This involves looking at the middle record. If the record is before this one, then discard the second half of the file; if it is after this one, then discard the first half of the file. Repeat the process, discarding half of the file each time, until the required record is found.
IF (and ONLY IF) the data is sorted into order, then a BINARY SEARCH can be used.

Binary Search Algorithm

myArray(0 to 10) Is Integer
Declare Start Is Integer
Declare End Is Integer
Declare Found Is Integer
Declare Mid Is Integer
Declare SearchValue is integer

Set Start = 0
Set End = 10
Set Found = False

Input SearchValue

Repeat
Set Mid = (Start + End) DIV 2
If SearchValue = myArray(Mid) Then
Set Found = True
Output "SearchValue found at position ", Mid
End If

If SearchValue > myArray(Mid) Then
Set Start = Mid + 1
End If

If SearchValue < myArray(Mid) Then
Set End = Mid - 1
End If

Until (Found = True) OR (End < Start)

If Found = False
Output "SearchValue not found."
endif

Big O Notation

An algorithm that will always execute in the same time, regardless of the size of the input data set, would be described as 0(1)

Constant complexity O(1)

Accessing an array

Linear Complexity O(n)

Linear search

Polynomial complexity O(n^2)

Nested Statement

Logarithmic complexity O(log base 2 n)

Binary Search

Big O Notation: common algorithms

Terms in solving Big O Notation

- __ loop will execute ___ times
- Number of operations ____
- Order will be dominated by ____
- The growth for time performance is ___

If the algorithm only use one data structure, the total storage requirements will be 1, and the growth rate of memory will be constant, O(1)

Some key things to look for in Big O Notation

Nested loops - indicate polynomial time O(n^k)
Recursive calls - often indicate at least O(n) time
Iterating over the entire input - indicates O(n) time
No loops or recursion - indicates O(1) time

Counts

A variable (integer) is used to count values that satisfy a certain condition.
Remember, counting always starts at 0, so the value of the variable must be initialised to 0.

Rogue Values

A sequence of inputs may continue until a specific value is entered. This value is called a rogue value and must be a value that would not normally arise.

Data Compression

A process for reducing the number of bits needed to represent a piece of information

Lossy Compression

Lossy compression means that the file is compressed to a smaller size but some information is lost during the process.

Lossless Compression

Lossless compression techniques are able to reduce a file's size without losing any information.

Run Length Encoding (RLE)

Run-length encoding (RLE) is a lossless compression, method widely used for reducing file sizes. It replaces sequences of repeated characters with a flag character, followed by the character itself and the number of times it is repeated. For example, "BBBBBBBBB" becomes "$B9", resulting in a compression ratio of 0.3. However, non-repeated characters are not compressed and are included as is. For instance, "AAAAAANNNBBBBBBBBUUBYE" becomes "$A6NNN$B8UUBYE", achieving a compression ratio of 0.69. Sequences of letters shorter than four are not compressed because the overhead of highlighting repeated characters outweighs the compression benefits.

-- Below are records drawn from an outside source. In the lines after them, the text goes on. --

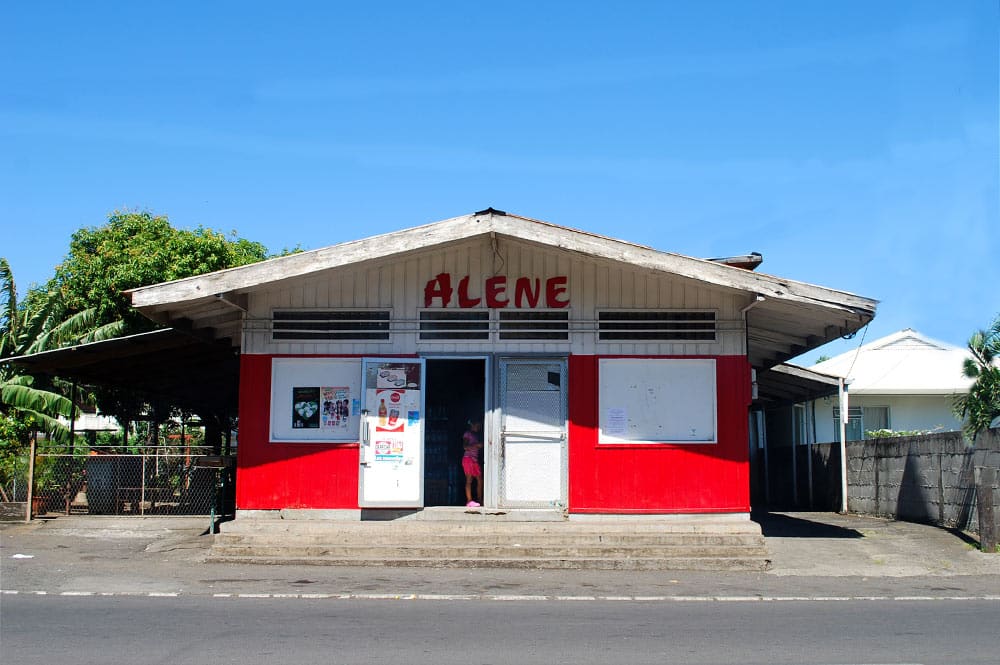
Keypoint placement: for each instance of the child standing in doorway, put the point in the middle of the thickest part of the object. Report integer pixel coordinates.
(472, 443)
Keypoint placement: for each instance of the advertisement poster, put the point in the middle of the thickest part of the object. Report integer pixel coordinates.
(305, 407)
(390, 406)
(403, 377)
(336, 408)
(389, 449)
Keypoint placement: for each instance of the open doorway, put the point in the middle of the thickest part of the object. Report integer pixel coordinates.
(456, 394)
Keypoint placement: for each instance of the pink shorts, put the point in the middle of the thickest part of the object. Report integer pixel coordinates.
(471, 467)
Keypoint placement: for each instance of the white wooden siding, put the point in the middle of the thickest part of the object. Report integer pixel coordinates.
(593, 284)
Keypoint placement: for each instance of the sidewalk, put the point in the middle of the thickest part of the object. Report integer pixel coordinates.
(815, 555)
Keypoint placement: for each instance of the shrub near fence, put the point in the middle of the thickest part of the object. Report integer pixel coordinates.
(929, 478)
(159, 481)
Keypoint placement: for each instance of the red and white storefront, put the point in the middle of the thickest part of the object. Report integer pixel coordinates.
(609, 377)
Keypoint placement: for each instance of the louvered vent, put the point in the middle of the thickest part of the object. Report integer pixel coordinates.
(534, 325)
(458, 325)
(330, 325)
(661, 326)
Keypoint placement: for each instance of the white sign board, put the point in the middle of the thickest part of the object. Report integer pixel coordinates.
(315, 400)
(657, 400)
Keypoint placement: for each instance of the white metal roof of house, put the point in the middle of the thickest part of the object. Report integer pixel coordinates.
(787, 318)
(903, 363)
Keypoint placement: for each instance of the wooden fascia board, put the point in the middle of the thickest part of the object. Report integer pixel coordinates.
(701, 270)
(307, 263)
(469, 226)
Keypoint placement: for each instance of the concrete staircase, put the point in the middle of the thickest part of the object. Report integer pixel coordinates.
(605, 544)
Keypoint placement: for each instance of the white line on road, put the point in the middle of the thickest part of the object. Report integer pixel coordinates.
(512, 597)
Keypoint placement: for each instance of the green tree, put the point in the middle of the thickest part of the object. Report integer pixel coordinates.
(24, 406)
(981, 404)
(133, 249)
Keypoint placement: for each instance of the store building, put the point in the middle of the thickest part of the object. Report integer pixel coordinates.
(609, 377)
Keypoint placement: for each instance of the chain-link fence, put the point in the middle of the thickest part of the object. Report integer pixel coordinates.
(158, 481)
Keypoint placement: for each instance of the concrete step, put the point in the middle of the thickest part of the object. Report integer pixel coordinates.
(255, 526)
(495, 539)
(430, 551)
(716, 563)
(607, 544)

Dictionary Coding (Lossless)

Dictionary encoding is a form of lossless compression where common sequences of characters in a text are replaced by pointers to a dictionary. These pointers are shorter than the words they replace, resulting in a reduction in file size. Creating the dictionary involves scanning the document to identify the most common words and assigning a reference to each. This method is effective for compressing text files by exploiting repetitive patterns and sequences.

Huffman encoding

Huffman encoding is a dictionary encoding method used for lossless compression. It leverages the frequency of occurrence of characters in a text to assign shorter codes to more common letters. This helps reduce the overall size of the encoded text by representing frequently occurring letters with shorter bit sequences. By using a Huffman dictionary to map each character to its corresponding code, the compression ratio is significantly improved compared to using a fixed-length representation for each character. This method efficiently utilizes storage space by assigning shorter codes to more commonly occurring letters, thereby achieving effective compression.

Compression ratio

A ratio between the original file and the new compressed file.
Compression Ratio = Original File Size / Compressed File Size
Examples: 20MB/4MB = 5:1

Compression/decompression time

The amount of time it takes to compress or decompress a file Sometimes size saving may be sacrificed for speed

Saving Percentage

A percentage measure of how much smaller the compressed file is compared to the original.

Shortest-Path Algorithm

A shortest path algorithm will analyse a weighted network to identify the shortest route between two given vertices or nodes.

What is structured English

Breaks down complied algorithms into simple English words to show step by step solutions

What is hungarian notation and CamelCase

Hungarian notation is a naming convention that prefixes variable names with a type indicator (Str_Name)

CamelCase is a style of writing where the first letter of each word is capitalized except for the first word, improving readability.

Procedure vs function

Both are self contained blocks of code that perform specific tasks that take input parameter input them and process them

Procedures- Return a Value

Functions- Return no Value

Searching and sorting speeds Fastest to slowest

Sort:

Merge

Quick

Insertion (Equal)

Bubble

Search:

Binary

Linear